Seminar Computational Intelligence B (708.112)

SS 2018

Institut für Grundlagen der Informationsverarbeitung (708)

Lecturer:

Assoc. Prof. Dr. Robert Legenstein

Office hours: by appointment (via e-mail)

E-mail: robert.legenstein@igi.tugraz.at
Homepage: https://www.tugraz.at/institute/igi/team/prof-legenstein/

Location: IGI-seminar room, Inffeldgasse 16b/I, 8010 Graz
Date: starting on Tuesday, March 6 2018, 13:15 - 15.00

Content of the seminar: Reinforcement Learning

In this seminar, we will discuss Reinforcement Learning in depth. Reinforcement Learning is a very important subfield of Machine Learning, where learning is not performed from explicit target labels, but from reward signals.
We will start with the basic concepts and algorithms. Our treatment of the topic will be based on a new book PDF.

We will later turn our attention to current research topics.

Prior knowledge in reinforcement learning is not necessesary. However, prior knowledge in machine learning is expected.

Topics:

Basic Concepts an Algorithms

Ch.2 Multi-armed Bandits
Ch.3 Finite Markov Decision Processes
Ch.4 Dynamic Programming
Ch.5 Monte Carlo Methods
Ch.6 Temporal-Difference Learning
Ch.7 n-step Bootstrapping
Ch.8 Planning and Learning with Tabular Methods

Approximate Solutions

Ch.9 On-policy prediction with approximation
Ch.10 On-policy control with approximation
Ch.12 Eligibility traces
Ch.13 Policy Gradient Methods

Reinforcement Learning in Humans and Animals

Ch.14 Reinforcement Learning and Psychology
Ch.15 Reinforcement Learning and Neuroscience

Current Research Topics

Learning to play video games with Reinforcement Learning. Mnih, Volodymyr, et al. "Human-level control through deep reinforcement learning." Nature 518.7540 (2015): 529 [PDF] and Ch.16.5.
Learning to play board games with Reinforcement: Silver, David, et al. "Mastering Chess and Shogi by Self-Play with a General Reinforcement Learning Algorithm." arXiv preprint arXiv:1712.01815 (2017). [PDF] and Ch.16.6. Learning
Learning to Learn: Wang, J. X., Kurth-Nelson, Z., Tirumala, D., Soyer, H., Leibo, J. Z., Munos, R., ... & Botvinick, M. (2016). Learning to reinforcement learn. [PDF]

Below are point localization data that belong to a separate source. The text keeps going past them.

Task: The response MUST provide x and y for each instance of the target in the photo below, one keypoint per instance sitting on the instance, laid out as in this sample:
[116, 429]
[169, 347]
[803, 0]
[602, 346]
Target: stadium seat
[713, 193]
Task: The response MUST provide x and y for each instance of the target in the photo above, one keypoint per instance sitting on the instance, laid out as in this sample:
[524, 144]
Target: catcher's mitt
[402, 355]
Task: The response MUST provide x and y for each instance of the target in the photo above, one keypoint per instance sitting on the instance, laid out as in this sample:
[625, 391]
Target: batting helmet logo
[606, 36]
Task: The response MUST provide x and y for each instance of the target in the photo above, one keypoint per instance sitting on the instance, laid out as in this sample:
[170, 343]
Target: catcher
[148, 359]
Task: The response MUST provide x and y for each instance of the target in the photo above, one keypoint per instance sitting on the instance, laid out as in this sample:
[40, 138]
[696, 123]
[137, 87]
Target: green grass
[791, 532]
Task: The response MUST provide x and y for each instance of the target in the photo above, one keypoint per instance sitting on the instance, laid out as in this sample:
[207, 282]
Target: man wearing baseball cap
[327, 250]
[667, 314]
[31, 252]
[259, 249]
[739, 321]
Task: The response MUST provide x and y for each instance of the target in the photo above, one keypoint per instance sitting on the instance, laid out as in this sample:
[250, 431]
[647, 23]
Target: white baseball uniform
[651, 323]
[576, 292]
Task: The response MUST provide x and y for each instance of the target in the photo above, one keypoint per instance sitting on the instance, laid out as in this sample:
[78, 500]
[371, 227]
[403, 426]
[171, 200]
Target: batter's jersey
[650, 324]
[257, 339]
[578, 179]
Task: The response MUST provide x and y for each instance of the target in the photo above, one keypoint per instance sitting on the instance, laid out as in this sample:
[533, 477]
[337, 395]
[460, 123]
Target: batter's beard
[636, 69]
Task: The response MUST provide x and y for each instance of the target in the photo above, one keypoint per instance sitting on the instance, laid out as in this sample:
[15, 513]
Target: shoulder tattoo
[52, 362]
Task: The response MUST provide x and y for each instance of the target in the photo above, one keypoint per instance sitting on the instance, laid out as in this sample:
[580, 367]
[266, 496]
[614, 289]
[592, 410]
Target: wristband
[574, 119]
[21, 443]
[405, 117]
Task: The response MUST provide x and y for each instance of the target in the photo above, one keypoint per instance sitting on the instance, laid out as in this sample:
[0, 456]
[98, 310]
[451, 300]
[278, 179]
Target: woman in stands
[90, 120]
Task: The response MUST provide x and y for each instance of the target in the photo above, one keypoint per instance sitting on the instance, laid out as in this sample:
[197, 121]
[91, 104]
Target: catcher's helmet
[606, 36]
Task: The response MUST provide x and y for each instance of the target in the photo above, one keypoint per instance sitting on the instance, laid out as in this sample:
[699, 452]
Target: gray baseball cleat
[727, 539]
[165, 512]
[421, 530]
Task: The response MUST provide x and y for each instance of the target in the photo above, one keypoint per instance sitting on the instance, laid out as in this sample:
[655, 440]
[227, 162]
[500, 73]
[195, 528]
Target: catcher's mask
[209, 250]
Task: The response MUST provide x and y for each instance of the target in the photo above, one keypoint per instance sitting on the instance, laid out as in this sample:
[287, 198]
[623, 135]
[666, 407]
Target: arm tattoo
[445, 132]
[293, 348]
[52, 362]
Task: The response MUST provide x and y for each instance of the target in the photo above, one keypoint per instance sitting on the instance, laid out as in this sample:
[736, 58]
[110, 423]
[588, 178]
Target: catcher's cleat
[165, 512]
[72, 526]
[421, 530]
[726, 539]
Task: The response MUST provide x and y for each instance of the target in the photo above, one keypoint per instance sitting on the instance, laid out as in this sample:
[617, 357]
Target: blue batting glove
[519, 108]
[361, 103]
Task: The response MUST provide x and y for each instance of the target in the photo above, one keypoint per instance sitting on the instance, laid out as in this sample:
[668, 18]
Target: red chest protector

Talks should be no longer than 35 minutes, and they should be be clear, interesting and informative, rather than a reprint of the material. Select what parts of the material you want to present, and what not, and then present the selected material well (including definitions not given in the material: look them up on the web or if that is not successful, ask the seminar organizers). Often diagrams or figures are useful for a talk. on the other hand, giving in the talk numbers of references that are listed at the end is a no-no (a talk is an online process, not meant to be read). For the same reasons you can also quickly repeat earlier definitions or so if you suspect that the audience may not remember it.

Talks will be assigned at the first seminar meeting. Students are requested to have a quick glance at the topics prior to this meeting in order to determine their preferences. Note that the number of participants for this seminar will be limited. Preference will be given to students who

are / will write a Master's Thesis at the institute

are / will perform a Student's Project at the institute

have registered early.

General rules:

Participation in the seminar meetings is obligatory. We also request your courtesy and attention for the seminar speaker: no smartphones, laptops, etc during a talk. Furthermore your active attention, questions, and discussion contributions are expected.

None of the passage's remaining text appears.